Capts. Seamon and Garner responded by opening a small restaurant with a seating capacity of 20 – 12 stools at a counter and two tables seating eight. They had a waiting line on the first day.
The owners named the place “the Sanitary,” because they wanted people to know it was ultra-clean.
The slogan for fish sold fresh and cooked at the Sanitary was: “They slept in the ocean last night.” In 1938, a large seafood platter cost 85 cents, and diners could eat all they wanted for $1.
In that age and time, customers at the Sanitary were served “Corn Bread Sticks” (employee Roy Henderson’s recipe).
The story goes: “Capt. Seamon went to New Orleans to attend a restaurant association meeting back in 1947 or 1948, and when he came back, he started calling them hushpuppies instead of corn bread sticks.”

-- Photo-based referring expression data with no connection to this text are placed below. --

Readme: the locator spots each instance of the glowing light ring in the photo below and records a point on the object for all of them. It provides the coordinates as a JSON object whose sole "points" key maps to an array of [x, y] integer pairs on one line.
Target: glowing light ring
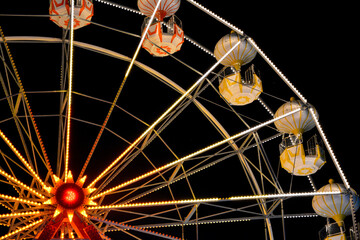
{"points": [[70, 196]]}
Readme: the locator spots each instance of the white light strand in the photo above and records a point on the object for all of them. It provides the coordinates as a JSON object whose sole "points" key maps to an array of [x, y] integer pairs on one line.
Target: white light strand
{"points": [[329, 148], [248, 131], [223, 21], [277, 70], [213, 200], [120, 6]]}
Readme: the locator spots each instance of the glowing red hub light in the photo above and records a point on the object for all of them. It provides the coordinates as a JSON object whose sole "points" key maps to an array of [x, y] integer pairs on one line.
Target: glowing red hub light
{"points": [[70, 196]]}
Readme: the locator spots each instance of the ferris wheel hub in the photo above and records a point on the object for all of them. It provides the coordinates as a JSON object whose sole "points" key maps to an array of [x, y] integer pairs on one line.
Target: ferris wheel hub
{"points": [[70, 196]]}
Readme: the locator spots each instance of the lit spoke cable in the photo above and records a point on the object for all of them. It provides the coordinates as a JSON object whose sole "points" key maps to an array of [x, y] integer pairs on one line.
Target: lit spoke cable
{"points": [[329, 148], [132, 62], [164, 115], [21, 184], [248, 131], [20, 214], [71, 62], [252, 42], [19, 200], [129, 227], [212, 200], [19, 230], [22, 159]]}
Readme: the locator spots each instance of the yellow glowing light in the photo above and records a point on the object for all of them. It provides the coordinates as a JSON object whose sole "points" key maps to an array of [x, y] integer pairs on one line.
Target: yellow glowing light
{"points": [[57, 212], [21, 229], [19, 200], [12, 179], [70, 215], [176, 162], [22, 159]]}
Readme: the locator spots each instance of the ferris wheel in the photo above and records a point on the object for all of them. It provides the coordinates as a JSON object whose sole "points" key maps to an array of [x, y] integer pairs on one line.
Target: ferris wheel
{"points": [[110, 132]]}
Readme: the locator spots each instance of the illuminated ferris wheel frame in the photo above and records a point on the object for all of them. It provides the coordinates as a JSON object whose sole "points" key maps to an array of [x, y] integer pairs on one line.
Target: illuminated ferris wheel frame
{"points": [[185, 94]]}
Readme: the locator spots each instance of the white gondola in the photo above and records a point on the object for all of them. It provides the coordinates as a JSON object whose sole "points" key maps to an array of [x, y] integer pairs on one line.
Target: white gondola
{"points": [[60, 12]]}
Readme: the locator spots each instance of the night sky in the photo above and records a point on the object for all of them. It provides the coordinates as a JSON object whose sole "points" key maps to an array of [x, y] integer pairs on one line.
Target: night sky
{"points": [[315, 46]]}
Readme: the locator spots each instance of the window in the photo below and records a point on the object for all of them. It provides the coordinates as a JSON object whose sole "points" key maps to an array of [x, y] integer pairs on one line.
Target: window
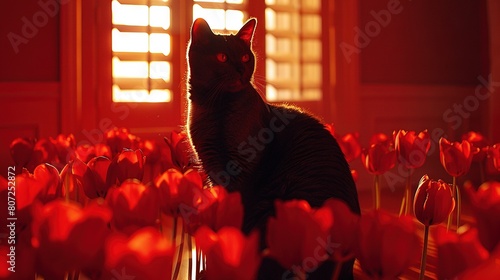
{"points": [[228, 15], [141, 42], [293, 50], [141, 51]]}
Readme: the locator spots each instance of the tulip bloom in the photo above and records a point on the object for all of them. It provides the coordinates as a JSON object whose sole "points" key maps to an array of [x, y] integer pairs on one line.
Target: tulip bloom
{"points": [[477, 141], [295, 234], [215, 208], [433, 201], [134, 206], [178, 189], [230, 254], [65, 147], [457, 252], [68, 237], [388, 244], [146, 254], [455, 157], [344, 229], [43, 185], [412, 148], [94, 177], [128, 164], [378, 158], [179, 151], [120, 138], [494, 155], [486, 206], [21, 151], [349, 144], [381, 138]]}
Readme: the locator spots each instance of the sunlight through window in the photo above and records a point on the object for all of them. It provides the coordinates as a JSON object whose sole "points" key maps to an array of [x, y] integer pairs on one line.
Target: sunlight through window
{"points": [[141, 46], [293, 50], [221, 15]]}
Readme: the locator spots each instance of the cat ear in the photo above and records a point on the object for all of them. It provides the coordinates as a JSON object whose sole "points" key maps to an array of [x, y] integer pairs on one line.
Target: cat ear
{"points": [[200, 31], [246, 32]]}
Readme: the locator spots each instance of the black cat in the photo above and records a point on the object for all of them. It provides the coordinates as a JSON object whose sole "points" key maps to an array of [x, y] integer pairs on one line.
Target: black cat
{"points": [[264, 151]]}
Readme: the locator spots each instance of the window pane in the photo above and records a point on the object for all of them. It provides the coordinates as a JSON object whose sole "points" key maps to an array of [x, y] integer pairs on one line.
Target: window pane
{"points": [[129, 69], [140, 95], [129, 41], [214, 17], [160, 43], [234, 19], [160, 16], [135, 15], [160, 70]]}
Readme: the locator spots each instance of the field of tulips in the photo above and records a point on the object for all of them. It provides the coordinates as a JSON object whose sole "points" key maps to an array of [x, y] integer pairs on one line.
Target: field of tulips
{"points": [[131, 208]]}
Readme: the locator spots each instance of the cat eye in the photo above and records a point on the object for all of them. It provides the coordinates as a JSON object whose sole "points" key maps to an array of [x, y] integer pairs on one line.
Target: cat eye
{"points": [[221, 57], [245, 58]]}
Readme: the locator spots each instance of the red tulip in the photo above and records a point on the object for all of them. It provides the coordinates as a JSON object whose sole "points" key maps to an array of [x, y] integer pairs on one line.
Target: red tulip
{"points": [[486, 206], [72, 181], [68, 237], [180, 151], [433, 201], [21, 151], [455, 157], [344, 230], [151, 150], [45, 152], [22, 260], [479, 142], [65, 147], [120, 138], [146, 254], [296, 234], [42, 185], [490, 269], [494, 156], [230, 254], [85, 152], [378, 159], [411, 148], [128, 164], [215, 208], [350, 146], [457, 252], [330, 128], [388, 244], [134, 206], [355, 175], [381, 138], [103, 150], [178, 189], [94, 177]]}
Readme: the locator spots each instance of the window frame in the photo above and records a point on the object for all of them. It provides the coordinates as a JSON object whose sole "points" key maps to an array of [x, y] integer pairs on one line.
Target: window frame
{"points": [[95, 71]]}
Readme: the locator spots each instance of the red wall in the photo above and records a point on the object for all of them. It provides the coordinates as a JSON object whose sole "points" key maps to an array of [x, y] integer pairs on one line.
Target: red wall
{"points": [[425, 42], [34, 29]]}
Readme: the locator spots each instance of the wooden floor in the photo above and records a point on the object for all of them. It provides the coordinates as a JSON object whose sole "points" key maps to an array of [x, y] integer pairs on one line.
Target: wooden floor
{"points": [[391, 201]]}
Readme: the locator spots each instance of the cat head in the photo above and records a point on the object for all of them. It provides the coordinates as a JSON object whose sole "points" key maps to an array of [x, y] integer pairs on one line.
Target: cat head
{"points": [[221, 63]]}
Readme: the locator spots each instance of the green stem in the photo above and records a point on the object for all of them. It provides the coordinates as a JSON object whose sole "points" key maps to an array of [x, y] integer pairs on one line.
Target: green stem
{"points": [[408, 194], [459, 205], [448, 224], [481, 170], [424, 253], [403, 201], [190, 261], [338, 268], [178, 262], [376, 192]]}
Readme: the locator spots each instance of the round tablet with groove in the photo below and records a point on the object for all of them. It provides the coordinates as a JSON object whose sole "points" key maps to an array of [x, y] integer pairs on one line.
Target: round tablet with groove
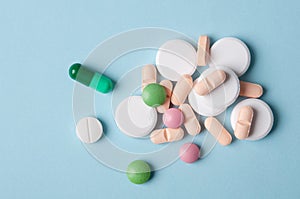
{"points": [[230, 52], [176, 58], [262, 121]]}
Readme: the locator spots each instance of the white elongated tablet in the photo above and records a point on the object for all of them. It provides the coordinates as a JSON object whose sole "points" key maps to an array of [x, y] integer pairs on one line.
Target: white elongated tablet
{"points": [[134, 118], [220, 98], [230, 52], [262, 121], [89, 129], [176, 58]]}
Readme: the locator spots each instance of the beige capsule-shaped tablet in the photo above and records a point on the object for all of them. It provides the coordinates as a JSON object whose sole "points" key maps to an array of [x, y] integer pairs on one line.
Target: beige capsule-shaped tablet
{"points": [[203, 50], [148, 75], [191, 123], [209, 83], [168, 87], [160, 136], [248, 89], [218, 131], [243, 124], [182, 89]]}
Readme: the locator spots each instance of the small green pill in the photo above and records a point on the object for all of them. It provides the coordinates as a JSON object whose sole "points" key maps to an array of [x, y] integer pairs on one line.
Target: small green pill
{"points": [[91, 79], [138, 172], [154, 95]]}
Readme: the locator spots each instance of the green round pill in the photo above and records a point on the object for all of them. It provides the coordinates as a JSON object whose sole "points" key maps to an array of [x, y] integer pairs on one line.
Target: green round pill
{"points": [[154, 95], [138, 172]]}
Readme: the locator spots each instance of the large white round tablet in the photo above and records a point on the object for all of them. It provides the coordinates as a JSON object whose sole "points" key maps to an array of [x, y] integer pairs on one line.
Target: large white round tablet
{"points": [[176, 58], [230, 52], [220, 98], [262, 121], [89, 129], [134, 118]]}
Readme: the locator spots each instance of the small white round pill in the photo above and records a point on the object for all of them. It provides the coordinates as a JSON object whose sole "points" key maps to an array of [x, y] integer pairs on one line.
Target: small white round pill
{"points": [[262, 121], [134, 118], [89, 129], [230, 52], [176, 58]]}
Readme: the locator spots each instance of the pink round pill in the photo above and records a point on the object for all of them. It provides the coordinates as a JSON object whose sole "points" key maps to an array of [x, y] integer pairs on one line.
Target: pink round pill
{"points": [[173, 118], [189, 152]]}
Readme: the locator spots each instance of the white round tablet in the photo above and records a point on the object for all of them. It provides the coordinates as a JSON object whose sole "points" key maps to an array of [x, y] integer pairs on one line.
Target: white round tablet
{"points": [[134, 118], [89, 129], [220, 98], [201, 108], [176, 58], [230, 52], [262, 121]]}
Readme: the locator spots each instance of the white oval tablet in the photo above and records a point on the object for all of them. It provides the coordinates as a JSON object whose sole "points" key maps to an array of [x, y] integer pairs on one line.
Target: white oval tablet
{"points": [[230, 52], [89, 129], [220, 98], [134, 117], [262, 121], [176, 58]]}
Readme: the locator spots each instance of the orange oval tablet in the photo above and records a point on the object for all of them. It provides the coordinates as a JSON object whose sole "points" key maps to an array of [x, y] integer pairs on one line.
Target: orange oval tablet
{"points": [[218, 131], [209, 83], [243, 124]]}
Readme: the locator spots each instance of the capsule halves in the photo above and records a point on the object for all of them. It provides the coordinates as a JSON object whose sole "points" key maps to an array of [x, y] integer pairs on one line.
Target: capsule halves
{"points": [[91, 79]]}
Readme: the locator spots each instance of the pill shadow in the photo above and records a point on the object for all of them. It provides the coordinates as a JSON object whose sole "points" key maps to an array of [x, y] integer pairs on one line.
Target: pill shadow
{"points": [[276, 119], [252, 53], [104, 126]]}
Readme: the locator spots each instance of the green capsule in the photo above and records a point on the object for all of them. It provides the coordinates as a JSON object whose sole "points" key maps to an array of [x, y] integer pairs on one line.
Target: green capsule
{"points": [[138, 172], [91, 79]]}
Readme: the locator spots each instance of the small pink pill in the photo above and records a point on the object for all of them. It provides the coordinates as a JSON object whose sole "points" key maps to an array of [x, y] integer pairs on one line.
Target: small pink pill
{"points": [[189, 152], [173, 118]]}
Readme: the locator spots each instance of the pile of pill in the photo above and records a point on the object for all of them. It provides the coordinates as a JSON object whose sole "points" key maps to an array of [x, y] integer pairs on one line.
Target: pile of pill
{"points": [[180, 98]]}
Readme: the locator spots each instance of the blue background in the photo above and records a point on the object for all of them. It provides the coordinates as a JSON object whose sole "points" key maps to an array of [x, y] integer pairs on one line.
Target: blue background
{"points": [[40, 156]]}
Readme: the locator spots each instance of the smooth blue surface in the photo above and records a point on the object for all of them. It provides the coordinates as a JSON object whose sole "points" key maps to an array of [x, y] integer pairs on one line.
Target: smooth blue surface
{"points": [[40, 156]]}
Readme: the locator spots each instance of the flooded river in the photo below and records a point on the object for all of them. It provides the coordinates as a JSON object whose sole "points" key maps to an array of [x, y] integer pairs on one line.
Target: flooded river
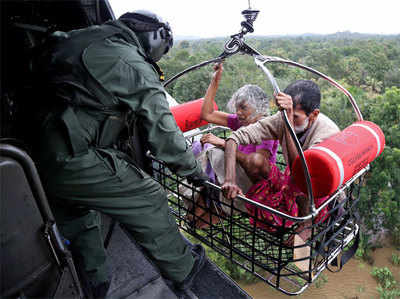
{"points": [[354, 281]]}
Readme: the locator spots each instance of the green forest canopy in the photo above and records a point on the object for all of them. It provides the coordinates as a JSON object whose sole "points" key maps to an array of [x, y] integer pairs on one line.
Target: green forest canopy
{"points": [[368, 66]]}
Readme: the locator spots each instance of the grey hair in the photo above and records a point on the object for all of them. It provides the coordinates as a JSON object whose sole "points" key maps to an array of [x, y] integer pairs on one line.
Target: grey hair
{"points": [[253, 95]]}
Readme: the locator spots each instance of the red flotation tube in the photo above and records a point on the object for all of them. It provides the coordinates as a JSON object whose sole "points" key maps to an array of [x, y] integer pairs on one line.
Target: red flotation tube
{"points": [[187, 115], [335, 160]]}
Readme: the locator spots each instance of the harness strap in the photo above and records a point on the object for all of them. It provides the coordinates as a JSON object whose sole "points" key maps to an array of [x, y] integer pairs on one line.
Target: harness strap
{"points": [[74, 129]]}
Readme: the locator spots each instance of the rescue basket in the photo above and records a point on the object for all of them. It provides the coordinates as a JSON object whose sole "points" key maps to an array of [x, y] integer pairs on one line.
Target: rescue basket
{"points": [[274, 254], [288, 256]]}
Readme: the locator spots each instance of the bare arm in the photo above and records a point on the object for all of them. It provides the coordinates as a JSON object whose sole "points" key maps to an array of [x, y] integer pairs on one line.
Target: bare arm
{"points": [[207, 110], [229, 187]]}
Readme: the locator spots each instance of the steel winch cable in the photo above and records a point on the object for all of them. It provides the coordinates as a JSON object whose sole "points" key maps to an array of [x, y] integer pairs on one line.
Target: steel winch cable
{"points": [[236, 44]]}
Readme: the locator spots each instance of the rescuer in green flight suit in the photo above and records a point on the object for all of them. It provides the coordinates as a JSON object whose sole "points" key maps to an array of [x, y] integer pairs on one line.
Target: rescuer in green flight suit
{"points": [[104, 76]]}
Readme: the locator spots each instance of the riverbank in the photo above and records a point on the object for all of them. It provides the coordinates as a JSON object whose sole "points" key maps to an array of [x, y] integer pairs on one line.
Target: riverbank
{"points": [[354, 281]]}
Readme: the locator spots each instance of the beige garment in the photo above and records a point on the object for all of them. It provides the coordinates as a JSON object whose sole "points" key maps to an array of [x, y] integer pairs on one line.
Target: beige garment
{"points": [[273, 127], [217, 160]]}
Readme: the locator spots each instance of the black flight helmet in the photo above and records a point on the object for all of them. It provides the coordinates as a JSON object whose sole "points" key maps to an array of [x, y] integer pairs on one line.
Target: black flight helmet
{"points": [[154, 34]]}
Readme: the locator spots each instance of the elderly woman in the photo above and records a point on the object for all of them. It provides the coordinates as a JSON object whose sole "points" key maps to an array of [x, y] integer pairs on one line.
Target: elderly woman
{"points": [[249, 104]]}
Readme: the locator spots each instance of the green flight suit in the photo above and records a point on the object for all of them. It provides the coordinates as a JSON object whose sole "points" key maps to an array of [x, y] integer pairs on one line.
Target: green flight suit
{"points": [[82, 180]]}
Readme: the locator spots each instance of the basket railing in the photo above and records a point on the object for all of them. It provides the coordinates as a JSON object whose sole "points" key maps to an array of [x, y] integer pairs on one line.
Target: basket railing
{"points": [[263, 249]]}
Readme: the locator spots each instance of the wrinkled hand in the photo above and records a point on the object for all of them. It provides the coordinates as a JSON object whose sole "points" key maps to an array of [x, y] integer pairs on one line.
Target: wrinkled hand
{"points": [[197, 179], [284, 101], [218, 69], [212, 139], [231, 190]]}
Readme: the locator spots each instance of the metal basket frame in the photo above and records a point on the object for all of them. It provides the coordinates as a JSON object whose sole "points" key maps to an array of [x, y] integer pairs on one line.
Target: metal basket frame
{"points": [[267, 255]]}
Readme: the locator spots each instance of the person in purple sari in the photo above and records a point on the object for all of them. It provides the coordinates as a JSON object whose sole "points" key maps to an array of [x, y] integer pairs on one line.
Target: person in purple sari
{"points": [[248, 104]]}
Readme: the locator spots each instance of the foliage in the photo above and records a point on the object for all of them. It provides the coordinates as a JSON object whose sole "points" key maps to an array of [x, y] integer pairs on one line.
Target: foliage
{"points": [[395, 260], [368, 67], [388, 287], [384, 277]]}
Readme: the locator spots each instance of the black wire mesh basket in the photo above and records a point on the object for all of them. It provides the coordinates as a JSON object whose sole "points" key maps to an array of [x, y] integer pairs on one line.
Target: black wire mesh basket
{"points": [[278, 255]]}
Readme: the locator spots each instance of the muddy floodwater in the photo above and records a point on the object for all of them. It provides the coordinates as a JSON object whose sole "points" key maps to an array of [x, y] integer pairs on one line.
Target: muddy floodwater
{"points": [[354, 281]]}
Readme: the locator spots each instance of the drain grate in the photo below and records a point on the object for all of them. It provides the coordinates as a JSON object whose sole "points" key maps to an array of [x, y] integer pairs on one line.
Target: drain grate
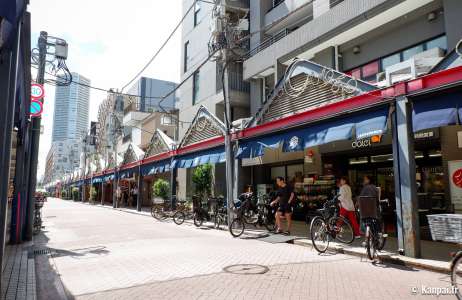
{"points": [[246, 269], [44, 251]]}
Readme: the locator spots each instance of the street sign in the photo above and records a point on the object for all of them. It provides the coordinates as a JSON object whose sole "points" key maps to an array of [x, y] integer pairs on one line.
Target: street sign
{"points": [[37, 91], [36, 108]]}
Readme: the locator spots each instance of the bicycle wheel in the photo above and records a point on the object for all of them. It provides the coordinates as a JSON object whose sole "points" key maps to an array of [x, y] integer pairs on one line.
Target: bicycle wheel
{"points": [[237, 227], [343, 230], [179, 217], [198, 220], [370, 244], [382, 237], [456, 274], [216, 221], [319, 235]]}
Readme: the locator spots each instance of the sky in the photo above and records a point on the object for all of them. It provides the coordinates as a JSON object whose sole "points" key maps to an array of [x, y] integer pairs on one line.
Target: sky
{"points": [[109, 42]]}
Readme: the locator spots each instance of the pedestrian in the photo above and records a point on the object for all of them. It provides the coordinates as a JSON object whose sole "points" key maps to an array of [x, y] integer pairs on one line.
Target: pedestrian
{"points": [[347, 207], [369, 189], [118, 196], [285, 199]]}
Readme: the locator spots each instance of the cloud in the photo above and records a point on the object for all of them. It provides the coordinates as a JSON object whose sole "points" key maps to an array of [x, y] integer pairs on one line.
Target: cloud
{"points": [[109, 42]]}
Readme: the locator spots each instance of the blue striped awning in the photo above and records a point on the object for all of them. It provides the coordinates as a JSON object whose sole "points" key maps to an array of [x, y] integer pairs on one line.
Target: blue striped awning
{"points": [[156, 167], [436, 111], [367, 124], [209, 156]]}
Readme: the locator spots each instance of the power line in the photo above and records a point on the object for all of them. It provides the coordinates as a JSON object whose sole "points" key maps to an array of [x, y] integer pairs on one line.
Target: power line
{"points": [[161, 47]]}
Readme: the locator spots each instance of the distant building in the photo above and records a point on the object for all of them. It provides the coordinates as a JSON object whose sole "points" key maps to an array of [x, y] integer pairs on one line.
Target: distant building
{"points": [[70, 124], [70, 120]]}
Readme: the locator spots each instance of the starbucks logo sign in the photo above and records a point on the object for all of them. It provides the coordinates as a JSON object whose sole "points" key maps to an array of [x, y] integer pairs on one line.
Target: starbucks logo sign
{"points": [[294, 143]]}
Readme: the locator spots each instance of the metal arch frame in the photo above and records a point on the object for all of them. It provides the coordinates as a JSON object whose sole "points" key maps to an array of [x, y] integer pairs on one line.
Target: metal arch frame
{"points": [[158, 139], [301, 66], [202, 112]]}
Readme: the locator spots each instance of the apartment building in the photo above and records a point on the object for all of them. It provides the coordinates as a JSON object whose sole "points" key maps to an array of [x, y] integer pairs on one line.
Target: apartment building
{"points": [[363, 38]]}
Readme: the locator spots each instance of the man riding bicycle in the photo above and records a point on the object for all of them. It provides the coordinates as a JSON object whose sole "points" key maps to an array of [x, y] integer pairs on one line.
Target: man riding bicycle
{"points": [[285, 199]]}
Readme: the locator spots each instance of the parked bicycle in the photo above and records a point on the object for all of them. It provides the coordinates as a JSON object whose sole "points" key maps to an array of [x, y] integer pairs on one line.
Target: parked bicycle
{"points": [[371, 216], [39, 200], [204, 212], [249, 213], [329, 225], [444, 227], [220, 216]]}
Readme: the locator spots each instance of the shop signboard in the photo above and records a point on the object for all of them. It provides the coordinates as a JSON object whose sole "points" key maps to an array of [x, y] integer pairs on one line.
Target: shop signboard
{"points": [[455, 179]]}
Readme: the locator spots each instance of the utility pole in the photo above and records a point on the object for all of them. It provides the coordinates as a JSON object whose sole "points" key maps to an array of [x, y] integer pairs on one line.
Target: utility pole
{"points": [[35, 137]]}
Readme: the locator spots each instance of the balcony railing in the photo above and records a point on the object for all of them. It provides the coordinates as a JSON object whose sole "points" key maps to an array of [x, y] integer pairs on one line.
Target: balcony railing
{"points": [[268, 42]]}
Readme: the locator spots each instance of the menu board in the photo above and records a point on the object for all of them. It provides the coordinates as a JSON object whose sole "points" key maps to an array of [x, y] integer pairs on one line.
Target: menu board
{"points": [[455, 179]]}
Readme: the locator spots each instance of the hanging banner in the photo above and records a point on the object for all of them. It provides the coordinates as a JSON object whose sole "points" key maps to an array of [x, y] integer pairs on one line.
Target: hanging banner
{"points": [[455, 179]]}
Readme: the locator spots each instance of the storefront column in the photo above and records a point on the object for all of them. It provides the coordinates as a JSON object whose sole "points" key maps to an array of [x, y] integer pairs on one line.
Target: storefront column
{"points": [[102, 192], [237, 168], [405, 174], [139, 198], [173, 175]]}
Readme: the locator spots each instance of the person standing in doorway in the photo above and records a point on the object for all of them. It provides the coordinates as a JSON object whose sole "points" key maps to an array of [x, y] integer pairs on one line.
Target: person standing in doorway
{"points": [[369, 189], [347, 208], [285, 199]]}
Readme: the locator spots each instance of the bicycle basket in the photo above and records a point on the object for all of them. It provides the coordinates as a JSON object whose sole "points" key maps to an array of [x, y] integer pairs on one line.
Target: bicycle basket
{"points": [[446, 227], [368, 207]]}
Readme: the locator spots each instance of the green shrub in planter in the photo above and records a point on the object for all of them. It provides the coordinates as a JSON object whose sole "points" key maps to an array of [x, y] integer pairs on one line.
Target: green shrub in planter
{"points": [[75, 193], [202, 179], [161, 189]]}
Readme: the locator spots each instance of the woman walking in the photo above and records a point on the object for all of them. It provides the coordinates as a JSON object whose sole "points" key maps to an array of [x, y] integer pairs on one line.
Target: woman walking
{"points": [[347, 208]]}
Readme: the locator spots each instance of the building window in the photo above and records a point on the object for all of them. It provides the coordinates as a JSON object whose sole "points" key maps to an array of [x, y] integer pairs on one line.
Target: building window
{"points": [[197, 14], [186, 56], [195, 87], [332, 3]]}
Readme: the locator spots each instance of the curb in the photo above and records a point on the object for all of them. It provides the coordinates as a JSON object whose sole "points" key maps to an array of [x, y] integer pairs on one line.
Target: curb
{"points": [[384, 257]]}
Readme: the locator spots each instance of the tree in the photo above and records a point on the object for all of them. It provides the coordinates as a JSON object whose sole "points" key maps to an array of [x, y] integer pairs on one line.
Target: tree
{"points": [[202, 179]]}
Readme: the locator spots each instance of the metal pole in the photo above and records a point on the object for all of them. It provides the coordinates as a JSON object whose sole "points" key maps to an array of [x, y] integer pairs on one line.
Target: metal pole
{"points": [[35, 128]]}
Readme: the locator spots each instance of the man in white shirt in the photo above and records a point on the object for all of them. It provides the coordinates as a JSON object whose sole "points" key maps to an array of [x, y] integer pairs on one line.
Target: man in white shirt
{"points": [[347, 207]]}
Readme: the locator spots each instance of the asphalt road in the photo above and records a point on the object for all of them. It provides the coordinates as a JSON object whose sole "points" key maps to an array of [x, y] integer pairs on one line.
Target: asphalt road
{"points": [[101, 253]]}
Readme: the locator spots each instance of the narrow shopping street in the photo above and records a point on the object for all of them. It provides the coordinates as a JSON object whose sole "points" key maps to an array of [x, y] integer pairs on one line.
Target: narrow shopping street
{"points": [[101, 253]]}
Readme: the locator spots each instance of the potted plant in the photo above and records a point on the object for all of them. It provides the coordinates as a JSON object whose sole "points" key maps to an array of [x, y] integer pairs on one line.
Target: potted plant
{"points": [[93, 194], [202, 179], [160, 190], [75, 193]]}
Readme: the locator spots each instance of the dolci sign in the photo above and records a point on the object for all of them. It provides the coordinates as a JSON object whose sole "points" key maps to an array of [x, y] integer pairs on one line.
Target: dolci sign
{"points": [[365, 143]]}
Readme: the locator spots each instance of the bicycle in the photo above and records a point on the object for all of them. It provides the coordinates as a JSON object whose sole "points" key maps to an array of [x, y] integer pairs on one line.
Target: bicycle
{"points": [[38, 214], [201, 211], [246, 212], [220, 216], [443, 228], [375, 238], [183, 212], [329, 225]]}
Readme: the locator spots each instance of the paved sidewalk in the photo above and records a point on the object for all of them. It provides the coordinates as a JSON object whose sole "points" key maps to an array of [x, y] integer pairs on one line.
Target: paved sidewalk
{"points": [[436, 255], [109, 254], [18, 276]]}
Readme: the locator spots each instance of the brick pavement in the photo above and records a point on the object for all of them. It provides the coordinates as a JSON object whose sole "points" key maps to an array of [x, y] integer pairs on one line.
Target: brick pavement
{"points": [[108, 254]]}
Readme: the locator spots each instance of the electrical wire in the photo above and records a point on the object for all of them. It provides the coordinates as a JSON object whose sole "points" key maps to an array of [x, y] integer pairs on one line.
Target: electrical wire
{"points": [[161, 47]]}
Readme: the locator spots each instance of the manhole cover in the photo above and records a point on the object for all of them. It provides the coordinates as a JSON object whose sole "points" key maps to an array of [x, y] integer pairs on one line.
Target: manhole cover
{"points": [[246, 269], [43, 251]]}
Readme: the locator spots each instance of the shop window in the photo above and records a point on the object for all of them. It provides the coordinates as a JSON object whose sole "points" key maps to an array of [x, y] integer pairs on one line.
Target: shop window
{"points": [[440, 42], [278, 171], [186, 56], [408, 53], [195, 87], [390, 60], [358, 160], [382, 158], [197, 14]]}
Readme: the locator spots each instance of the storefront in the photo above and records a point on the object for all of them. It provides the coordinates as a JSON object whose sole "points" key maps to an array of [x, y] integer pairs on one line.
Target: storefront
{"points": [[415, 161]]}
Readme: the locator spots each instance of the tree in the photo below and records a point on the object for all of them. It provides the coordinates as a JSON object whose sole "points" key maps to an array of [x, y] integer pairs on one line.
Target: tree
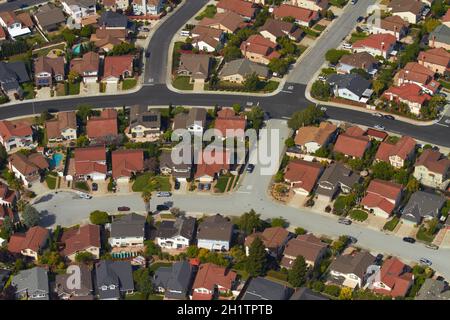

The Sanitary’s classic “Famous Tarheel Hushpuppies” recipe is readily available online. Ingredients include fine cornmeal, egg, buttermilk, salt, sugar and baking soda.
It’s also the only
hushpuppies recipe contained in the Morehead City cookbook titled “A Little
Taste of Heaven Since 1857,” which was compiled to celebrate the town’s
sesquicentennial in 2007. That was probably by design.
Author and historian Dr. David Cecelski of Durham, N.C., has roots in Carteret County. In one of his essays published by the North Carolina Folklife Institute, he told the world in 2010 that his grandmother always took the family to the Sanitary “for our birthdays and other special occasions.”
“It was a little ritual.
Mr. John Tunnell, who began working there in 1944 and knew everybody, always
greeted us at the front door,” Dr. Cecelski said. “The waitresses, clad in all
white, brought big pitchers of sweet tea and trays of hushpuppies.”
“I started taking my
children to the Sanitary when they still had to sit in highchairs,” Dr Cecelski
wrote. “We celebrated family birthdays there, lunched with elderly great-aunts
there, and entertained out-of-town guests there. We ate lots of fried fish,
bowls of clam chowder, and, always, hushpuppies.”
“I have always thought that the Sanitary’s hushpuppies are the world’s best,” Dr. Cecelski said. “They’re just globs of deep-fried cornmeal and buttermilk seasoned with a little salt and sugar, but they’re culinary works of art: long, crisp, and flavorful, every one was a unique size and shape. For generations of beachgoers and locals alike, they define what a hushpuppy is.”
Later, a new Cecelski
family tradition was to pick up “a to-go bag of those hushpuppies” to make “a
picnic meal out of them.”
Another North Carolina community that is known for its hushpuppies is Calabash, located deep into Brunswick County, just up from the South Carolina state line.
“Calabash” comes from the
French and Spanish words for “gourd,” which is the shape of the Calabash River,
according to travel writer Besha Rodell, who came all the way from Melbourne,
Australia, to find the fried seafood and hushpuppies of Calabash.
Patricia Mitchell, a food critic based in Chatham, Va., said she journeyed to Calabash for a “endless basket of worthy-of-an-award hushpuppies.”
Never fried in the same
vat with the fish, “these light…puppies actually taste of cornmeal,” she said.